Boccaccio in Bad Kötzting
Bürgermeister Markus Hofmann las anlässlich des bundesweiten Vorlesetag den Fünftklässlern des Benedikt-Stattler-Gymnasiums eine Geschichte vor
Fast war es ein wenig wie in Boccaccios berühmter Novellensammlung „Dekamerone“: Draußen wütet eine unheilvolle Krankheit, an einem sicheren Ort kommt man zusammen und erzählt sich Geschichten. Natürlich sind Pest und Corona schwer miteinander zu vergleichen, und natürlich waren es keine zehn Tage und je zehn Geschichten, die im Lesarium des Benedikt-Stattler-Gymnasiums zum Besten gegeben wurden.
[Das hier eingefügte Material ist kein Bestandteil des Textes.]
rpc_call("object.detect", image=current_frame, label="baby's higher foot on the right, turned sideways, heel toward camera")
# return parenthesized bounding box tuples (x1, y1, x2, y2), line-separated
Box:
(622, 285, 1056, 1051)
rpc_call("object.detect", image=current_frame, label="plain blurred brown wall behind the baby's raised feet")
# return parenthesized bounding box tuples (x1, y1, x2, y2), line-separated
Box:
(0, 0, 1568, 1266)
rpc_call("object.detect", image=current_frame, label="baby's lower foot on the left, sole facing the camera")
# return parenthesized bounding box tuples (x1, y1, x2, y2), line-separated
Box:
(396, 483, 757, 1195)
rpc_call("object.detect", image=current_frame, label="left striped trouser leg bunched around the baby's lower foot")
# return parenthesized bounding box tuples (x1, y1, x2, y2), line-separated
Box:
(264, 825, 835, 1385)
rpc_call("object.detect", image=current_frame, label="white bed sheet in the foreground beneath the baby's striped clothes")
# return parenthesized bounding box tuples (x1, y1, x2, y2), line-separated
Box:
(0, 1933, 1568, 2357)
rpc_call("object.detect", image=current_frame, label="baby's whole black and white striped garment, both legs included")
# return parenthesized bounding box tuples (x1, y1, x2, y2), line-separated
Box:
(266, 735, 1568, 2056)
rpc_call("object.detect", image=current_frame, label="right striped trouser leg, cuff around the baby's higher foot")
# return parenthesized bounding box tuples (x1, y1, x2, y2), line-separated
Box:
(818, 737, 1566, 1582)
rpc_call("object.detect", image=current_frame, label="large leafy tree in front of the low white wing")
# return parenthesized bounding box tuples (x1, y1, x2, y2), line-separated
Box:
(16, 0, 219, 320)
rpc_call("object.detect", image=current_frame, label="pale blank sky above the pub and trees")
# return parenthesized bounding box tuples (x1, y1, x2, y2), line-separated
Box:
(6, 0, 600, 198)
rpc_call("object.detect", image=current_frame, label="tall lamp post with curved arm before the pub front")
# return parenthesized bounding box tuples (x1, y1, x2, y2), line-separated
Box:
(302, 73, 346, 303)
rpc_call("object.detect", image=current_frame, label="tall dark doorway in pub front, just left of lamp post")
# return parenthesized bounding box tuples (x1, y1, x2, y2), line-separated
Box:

Aber die Geschichte, die Bürgermeister Markus Hofmann vorlas, hatte doch das Zeug dazu, die Kinder zu erfreuen und gedanklich zu entführen.
Schon zum vierten Mal hatte sich Hofmann bereiterklärt, den Fünftklässlern vorzulesen, und stets war es für die Schüler ein Highlight im Schulalltag gewesen. Doch dieses Mal kam der Veranstaltung eine besondere Bedeutung zu – so viele liebgewonnene Gewohnheiten fallen der Pandemie zum Opfer; so viele Befürchtungen herrschen angesichts dessen, was diese Krise mit sich bringt … Umso wichtiger war es den Beteiligten, auf den Vorlesetag nicht zu verzichten und unter Einhaltung der Hygieneregeln zu zeigen, dass es doch noch etwas anders gibt als Lockdown und Infektionszahlen. Und dass uns etwas verbindet, dem kein Virus etwas anhaben kann: das Wort und die Sprache. Sie kann natürlich auch gegenteilig eingesetzt werden und zu Missverständnissen und Unmut führen. Ihr eigentlicher Zweck ist aber, neben der Verständigung, auch die Schönheit und die Menschlichkeit. Und so war die Freude, vorgelesen zu bekommen – und noch dazu vom Bürgermeister höchstpersönlich -, mit Händen zu greifen im Lesarium. So viele Wörter wurden zu Sätzen, Ideen und einer Geschichte, verursachten gute Laune und das Gefühl von Zusammenhalt. Die zehn Personen, die damals in Florenz zehn Tage in Quarantäne zusammenlebten, haben die Sprache übrigens nicht benutzt, um sich zu beargwöhnen oder anzufeinden. Sie haben sich mit ihren Geschichten aufgeheitert und beschenkt. Wenn wir unsere Worte zu ähnlichen Zwecken benutzen können, werden auch wir uns diese schweren Tage erleichtern und der Krise die Stirn bieten. Bürgermeister Hofmann nahm die Sprache und flüchtete mit den jüngsten BSGler kurzerhand aus dem Alltag.